Get rid. He's had warning, now you need to follow through. It's not your problem if he hasn't bothered to find anywhere else. Have you got any burly friends who can be about while he packs his stuff in case he turns nasty? If the worst comes to the worst, pack up his stuff while he's out and leave it by the front door. I'd advise changing the locks once he's gone.

When we had cash flow issues we had a lodger Mon-Thu nights as he worked in our city and lived elsewhere. It was brilliant as he was out at work for long hours and basically went straight to bed when he got in, and we had the place to ourselves at weekends.

Redebs · 26/04/2023 13:59

He's eroding your self confidence by continually questioning your decisions and actions.
He needs to be living somewhere else.

PinkFootstool · 26/04/2023 14:13

He's now in breach of his notice. He's a lodger not a tenant. Give him 48hrs MAX to clear out and mean it. If he doesn't go, you can put a lock on his door and change the house locks even if his stuff hasn't gone.

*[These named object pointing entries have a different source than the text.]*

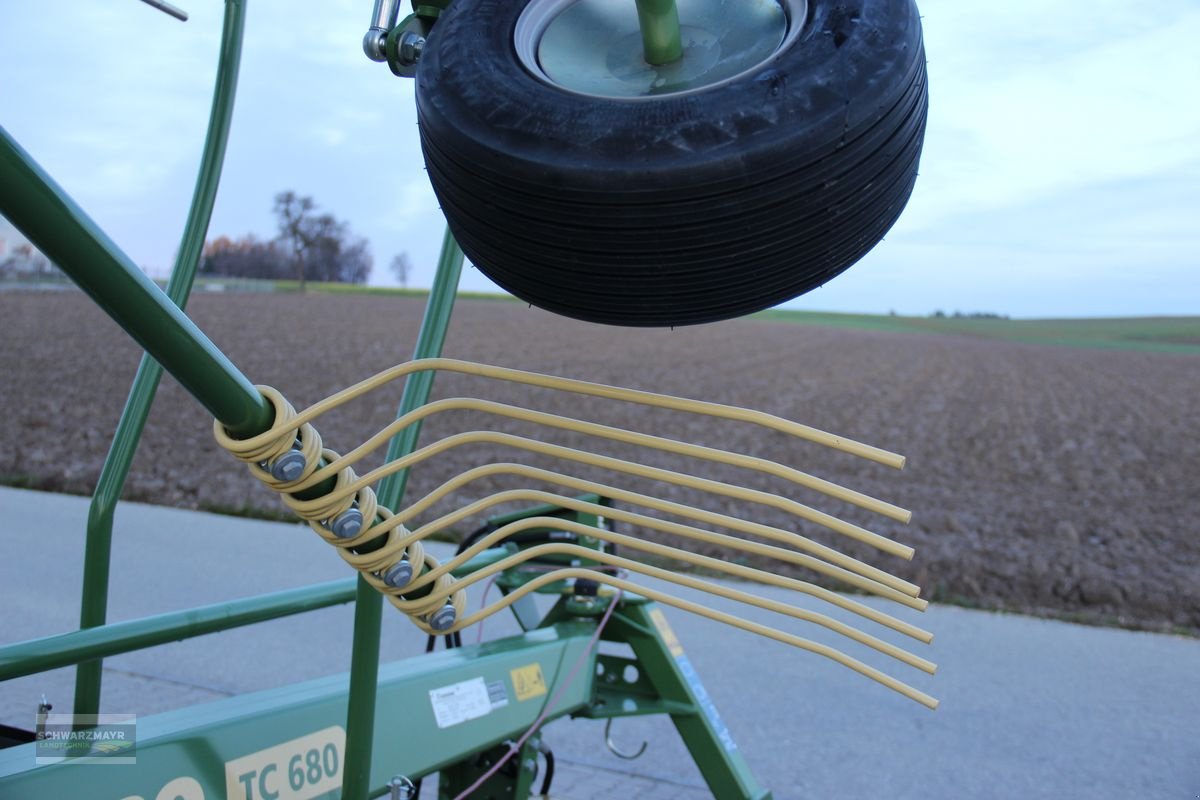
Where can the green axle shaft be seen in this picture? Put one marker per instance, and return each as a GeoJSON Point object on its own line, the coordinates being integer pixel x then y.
{"type": "Point", "coordinates": [659, 20]}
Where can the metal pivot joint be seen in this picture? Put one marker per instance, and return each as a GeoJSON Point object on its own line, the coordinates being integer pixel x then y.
{"type": "Point", "coordinates": [383, 19]}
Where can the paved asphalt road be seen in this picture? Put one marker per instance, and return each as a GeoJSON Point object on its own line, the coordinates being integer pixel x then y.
{"type": "Point", "coordinates": [1030, 708]}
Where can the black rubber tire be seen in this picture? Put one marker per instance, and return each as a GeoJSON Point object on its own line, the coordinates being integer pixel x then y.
{"type": "Point", "coordinates": [682, 209]}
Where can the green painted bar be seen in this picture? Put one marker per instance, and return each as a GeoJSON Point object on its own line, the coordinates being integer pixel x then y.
{"type": "Point", "coordinates": [59, 228]}
{"type": "Point", "coordinates": [97, 549]}
{"type": "Point", "coordinates": [659, 20]}
{"type": "Point", "coordinates": [66, 649]}
{"type": "Point", "coordinates": [369, 609]}
{"type": "Point", "coordinates": [485, 559]}
{"type": "Point", "coordinates": [251, 739]}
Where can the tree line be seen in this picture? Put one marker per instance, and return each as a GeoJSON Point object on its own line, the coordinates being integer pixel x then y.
{"type": "Point", "coordinates": [309, 246]}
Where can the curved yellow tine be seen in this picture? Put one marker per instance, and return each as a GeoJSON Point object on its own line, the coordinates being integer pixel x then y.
{"type": "Point", "coordinates": [850, 566]}
{"type": "Point", "coordinates": [605, 462]}
{"type": "Point", "coordinates": [881, 588]}
{"type": "Point", "coordinates": [562, 548]}
{"type": "Point", "coordinates": [615, 434]}
{"type": "Point", "coordinates": [737, 570]}
{"type": "Point", "coordinates": [695, 608]}
{"type": "Point", "coordinates": [595, 390]}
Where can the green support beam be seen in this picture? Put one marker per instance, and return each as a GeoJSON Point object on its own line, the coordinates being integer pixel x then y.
{"type": "Point", "coordinates": [60, 229]}
{"type": "Point", "coordinates": [66, 649]}
{"type": "Point", "coordinates": [659, 22]}
{"type": "Point", "coordinates": [369, 608]}
{"type": "Point", "coordinates": [97, 548]}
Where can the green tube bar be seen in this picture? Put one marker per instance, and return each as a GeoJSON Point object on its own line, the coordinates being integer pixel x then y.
{"type": "Point", "coordinates": [97, 549]}
{"type": "Point", "coordinates": [66, 649]}
{"type": "Point", "coordinates": [659, 20]}
{"type": "Point", "coordinates": [59, 228]}
{"type": "Point", "coordinates": [369, 608]}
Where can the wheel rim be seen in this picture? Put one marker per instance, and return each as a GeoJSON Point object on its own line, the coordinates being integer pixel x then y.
{"type": "Point", "coordinates": [594, 47]}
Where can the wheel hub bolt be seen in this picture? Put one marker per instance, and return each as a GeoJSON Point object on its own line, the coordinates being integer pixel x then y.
{"type": "Point", "coordinates": [443, 618]}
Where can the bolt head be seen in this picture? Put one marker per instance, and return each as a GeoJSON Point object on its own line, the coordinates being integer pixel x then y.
{"type": "Point", "coordinates": [399, 573]}
{"type": "Point", "coordinates": [347, 524]}
{"type": "Point", "coordinates": [411, 48]}
{"type": "Point", "coordinates": [443, 618]}
{"type": "Point", "coordinates": [288, 467]}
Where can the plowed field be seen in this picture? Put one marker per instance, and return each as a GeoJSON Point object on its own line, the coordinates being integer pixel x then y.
{"type": "Point", "coordinates": [1054, 480]}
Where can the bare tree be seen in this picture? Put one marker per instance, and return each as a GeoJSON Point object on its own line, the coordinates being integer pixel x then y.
{"type": "Point", "coordinates": [293, 212]}
{"type": "Point", "coordinates": [322, 247]}
{"type": "Point", "coordinates": [401, 266]}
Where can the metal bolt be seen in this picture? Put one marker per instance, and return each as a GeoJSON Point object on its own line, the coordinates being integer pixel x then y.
{"type": "Point", "coordinates": [399, 573]}
{"type": "Point", "coordinates": [443, 618]}
{"type": "Point", "coordinates": [347, 524]}
{"type": "Point", "coordinates": [401, 788]}
{"type": "Point", "coordinates": [288, 467]}
{"type": "Point", "coordinates": [409, 47]}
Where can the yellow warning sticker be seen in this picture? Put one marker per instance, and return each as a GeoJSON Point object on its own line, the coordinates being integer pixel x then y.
{"type": "Point", "coordinates": [528, 681]}
{"type": "Point", "coordinates": [669, 637]}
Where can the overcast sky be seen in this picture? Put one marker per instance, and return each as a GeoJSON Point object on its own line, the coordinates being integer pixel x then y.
{"type": "Point", "coordinates": [1061, 175]}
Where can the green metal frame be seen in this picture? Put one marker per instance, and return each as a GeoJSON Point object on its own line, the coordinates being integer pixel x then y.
{"type": "Point", "coordinates": [199, 751]}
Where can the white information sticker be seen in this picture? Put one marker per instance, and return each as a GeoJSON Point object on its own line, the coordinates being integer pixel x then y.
{"type": "Point", "coordinates": [460, 702]}
{"type": "Point", "coordinates": [300, 769]}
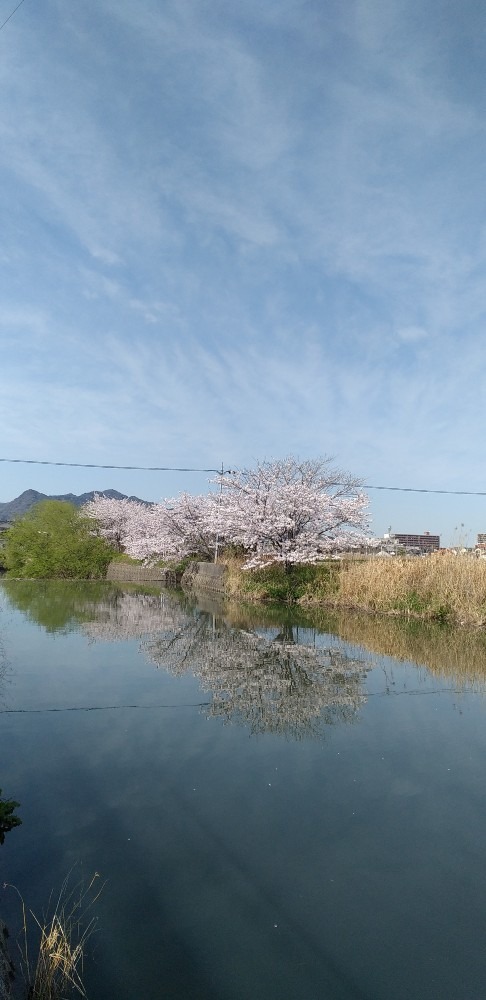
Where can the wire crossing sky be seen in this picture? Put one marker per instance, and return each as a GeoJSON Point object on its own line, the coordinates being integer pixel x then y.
{"type": "Point", "coordinates": [245, 230]}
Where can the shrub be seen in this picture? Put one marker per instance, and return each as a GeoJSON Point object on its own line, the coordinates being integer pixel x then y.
{"type": "Point", "coordinates": [55, 540]}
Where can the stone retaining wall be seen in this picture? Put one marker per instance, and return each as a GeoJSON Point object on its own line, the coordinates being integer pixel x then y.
{"type": "Point", "coordinates": [205, 576]}
{"type": "Point", "coordinates": [127, 573]}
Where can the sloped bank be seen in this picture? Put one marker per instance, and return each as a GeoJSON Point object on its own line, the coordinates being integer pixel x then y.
{"type": "Point", "coordinates": [125, 572]}
{"type": "Point", "coordinates": [441, 587]}
{"type": "Point", "coordinates": [205, 576]}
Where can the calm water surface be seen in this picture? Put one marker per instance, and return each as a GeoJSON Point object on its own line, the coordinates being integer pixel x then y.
{"type": "Point", "coordinates": [280, 812]}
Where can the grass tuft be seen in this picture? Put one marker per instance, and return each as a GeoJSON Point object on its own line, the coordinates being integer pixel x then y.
{"type": "Point", "coordinates": [61, 938]}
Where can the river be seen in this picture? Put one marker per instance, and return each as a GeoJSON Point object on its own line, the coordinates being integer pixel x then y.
{"type": "Point", "coordinates": [278, 808]}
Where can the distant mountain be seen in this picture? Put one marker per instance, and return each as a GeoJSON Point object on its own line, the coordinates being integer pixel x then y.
{"type": "Point", "coordinates": [27, 499]}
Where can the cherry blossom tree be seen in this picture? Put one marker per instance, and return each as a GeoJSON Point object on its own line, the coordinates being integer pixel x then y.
{"type": "Point", "coordinates": [287, 511]}
{"type": "Point", "coordinates": [291, 511]}
{"type": "Point", "coordinates": [172, 529]}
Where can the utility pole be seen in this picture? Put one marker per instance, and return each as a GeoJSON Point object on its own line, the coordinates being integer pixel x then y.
{"type": "Point", "coordinates": [220, 496]}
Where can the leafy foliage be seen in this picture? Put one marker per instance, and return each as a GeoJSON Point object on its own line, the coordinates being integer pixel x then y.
{"type": "Point", "coordinates": [56, 540]}
{"type": "Point", "coordinates": [7, 818]}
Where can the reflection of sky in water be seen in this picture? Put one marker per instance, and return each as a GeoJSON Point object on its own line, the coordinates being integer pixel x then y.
{"type": "Point", "coordinates": [257, 867]}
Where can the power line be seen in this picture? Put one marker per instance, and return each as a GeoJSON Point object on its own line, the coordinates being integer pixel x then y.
{"type": "Point", "coordinates": [167, 468]}
{"type": "Point", "coordinates": [414, 489]}
{"type": "Point", "coordinates": [91, 465]}
{"type": "Point", "coordinates": [11, 15]}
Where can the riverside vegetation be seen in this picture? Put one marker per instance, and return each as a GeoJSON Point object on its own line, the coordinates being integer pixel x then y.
{"type": "Point", "coordinates": [55, 540]}
{"type": "Point", "coordinates": [440, 587]}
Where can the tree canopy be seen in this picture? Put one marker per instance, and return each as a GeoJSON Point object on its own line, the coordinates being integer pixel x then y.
{"type": "Point", "coordinates": [287, 511]}
{"type": "Point", "coordinates": [55, 540]}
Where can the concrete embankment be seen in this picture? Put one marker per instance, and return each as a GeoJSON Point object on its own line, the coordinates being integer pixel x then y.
{"type": "Point", "coordinates": [205, 576]}
{"type": "Point", "coordinates": [120, 572]}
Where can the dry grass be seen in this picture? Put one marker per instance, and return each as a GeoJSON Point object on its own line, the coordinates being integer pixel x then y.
{"type": "Point", "coordinates": [445, 587]}
{"type": "Point", "coordinates": [442, 586]}
{"type": "Point", "coordinates": [457, 655]}
{"type": "Point", "coordinates": [56, 970]}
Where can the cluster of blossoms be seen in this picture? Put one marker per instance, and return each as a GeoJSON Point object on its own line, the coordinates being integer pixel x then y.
{"type": "Point", "coordinates": [282, 511]}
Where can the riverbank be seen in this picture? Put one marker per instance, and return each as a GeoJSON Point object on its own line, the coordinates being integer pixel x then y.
{"type": "Point", "coordinates": [439, 587]}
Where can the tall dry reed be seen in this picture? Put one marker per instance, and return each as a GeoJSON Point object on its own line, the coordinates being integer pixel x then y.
{"type": "Point", "coordinates": [445, 586]}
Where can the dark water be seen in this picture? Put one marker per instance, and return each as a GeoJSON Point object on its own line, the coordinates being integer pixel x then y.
{"type": "Point", "coordinates": [280, 812]}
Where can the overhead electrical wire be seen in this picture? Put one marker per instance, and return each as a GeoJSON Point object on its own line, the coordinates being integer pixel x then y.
{"type": "Point", "coordinates": [167, 468]}
{"type": "Point", "coordinates": [11, 15]}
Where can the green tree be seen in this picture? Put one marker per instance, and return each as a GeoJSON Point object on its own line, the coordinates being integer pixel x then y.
{"type": "Point", "coordinates": [55, 540]}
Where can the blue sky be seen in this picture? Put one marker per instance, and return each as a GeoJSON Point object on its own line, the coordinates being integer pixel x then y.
{"type": "Point", "coordinates": [239, 231]}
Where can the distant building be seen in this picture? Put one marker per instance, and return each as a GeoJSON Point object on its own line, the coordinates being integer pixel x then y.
{"type": "Point", "coordinates": [416, 543]}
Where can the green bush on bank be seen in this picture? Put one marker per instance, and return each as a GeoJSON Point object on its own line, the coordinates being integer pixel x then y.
{"type": "Point", "coordinates": [55, 540]}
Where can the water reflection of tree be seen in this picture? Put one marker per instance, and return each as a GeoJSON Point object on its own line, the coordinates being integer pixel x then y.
{"type": "Point", "coordinates": [271, 684]}
{"type": "Point", "coordinates": [263, 677]}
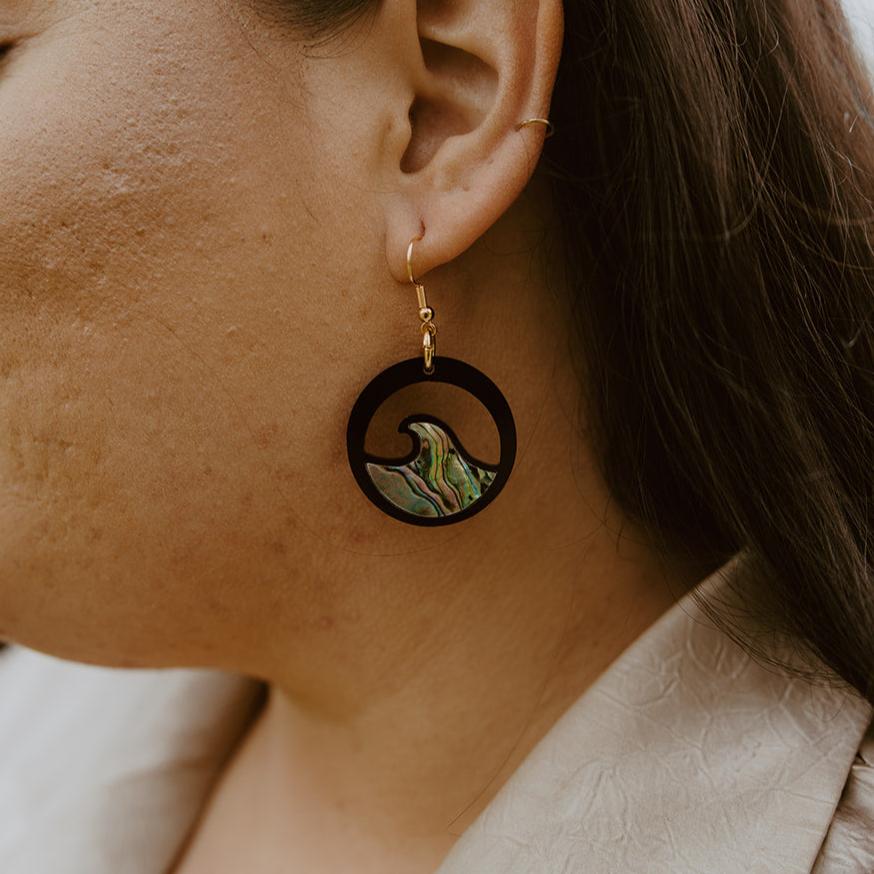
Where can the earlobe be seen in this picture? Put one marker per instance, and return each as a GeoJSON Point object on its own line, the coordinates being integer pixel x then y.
{"type": "Point", "coordinates": [487, 68]}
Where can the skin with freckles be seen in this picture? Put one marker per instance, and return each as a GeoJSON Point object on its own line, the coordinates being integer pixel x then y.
{"type": "Point", "coordinates": [203, 227]}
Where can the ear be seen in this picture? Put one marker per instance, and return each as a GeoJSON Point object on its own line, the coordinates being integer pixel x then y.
{"type": "Point", "coordinates": [466, 72]}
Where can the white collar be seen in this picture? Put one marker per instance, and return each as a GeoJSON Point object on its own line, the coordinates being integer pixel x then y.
{"type": "Point", "coordinates": [684, 756]}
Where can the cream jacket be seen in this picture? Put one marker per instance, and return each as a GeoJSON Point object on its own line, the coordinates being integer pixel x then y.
{"type": "Point", "coordinates": [684, 756]}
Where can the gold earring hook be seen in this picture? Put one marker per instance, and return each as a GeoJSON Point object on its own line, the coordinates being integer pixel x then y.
{"type": "Point", "coordinates": [413, 280]}
{"type": "Point", "coordinates": [426, 314]}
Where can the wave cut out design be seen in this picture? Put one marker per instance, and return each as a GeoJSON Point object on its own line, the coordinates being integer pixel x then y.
{"type": "Point", "coordinates": [441, 479]}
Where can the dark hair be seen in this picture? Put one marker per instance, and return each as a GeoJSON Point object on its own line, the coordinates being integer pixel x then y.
{"type": "Point", "coordinates": [714, 181]}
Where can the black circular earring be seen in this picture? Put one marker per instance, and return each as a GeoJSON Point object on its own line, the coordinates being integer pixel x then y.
{"type": "Point", "coordinates": [438, 482]}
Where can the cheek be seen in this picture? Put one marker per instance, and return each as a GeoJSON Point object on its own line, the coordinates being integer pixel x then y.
{"type": "Point", "coordinates": [150, 421]}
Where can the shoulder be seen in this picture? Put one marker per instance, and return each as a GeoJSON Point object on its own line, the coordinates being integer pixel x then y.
{"type": "Point", "coordinates": [848, 847]}
{"type": "Point", "coordinates": [100, 764]}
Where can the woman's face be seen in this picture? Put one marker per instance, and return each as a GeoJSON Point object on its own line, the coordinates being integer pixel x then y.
{"type": "Point", "coordinates": [190, 296]}
{"type": "Point", "coordinates": [195, 287]}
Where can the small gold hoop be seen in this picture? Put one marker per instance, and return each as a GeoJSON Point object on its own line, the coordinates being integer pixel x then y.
{"type": "Point", "coordinates": [413, 280]}
{"type": "Point", "coordinates": [550, 127]}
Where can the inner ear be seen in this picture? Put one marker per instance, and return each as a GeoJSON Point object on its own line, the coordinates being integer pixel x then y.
{"type": "Point", "coordinates": [462, 89]}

https://www.gov.uk/rent-room-in-your-home/ending-a-letting

I suggest you be prepared to do this.

Rent a room in your home

Renting a room in your home out - Rent a Room Scheme, types of tenancy or licence, rent, bills, tax and ending a letting

https://www.gov.uk/rent-room-in-your-home/ending-a-letting

gamerchick · 26/04/2023 14:26

June will be bullshit. He's just going to wait you out. Give him 2 days from today and tell him he'll have to stay elsewhere until June.

In 2 days get his key off him.

fatherfintanstack · 26/04/2023 14:31

It's his problem if he didn't take an eviction notice seriously and now has nowhere else to stay. Tell him to leave and that you're not interested where he's going, just that he leaves your house and hands over his key.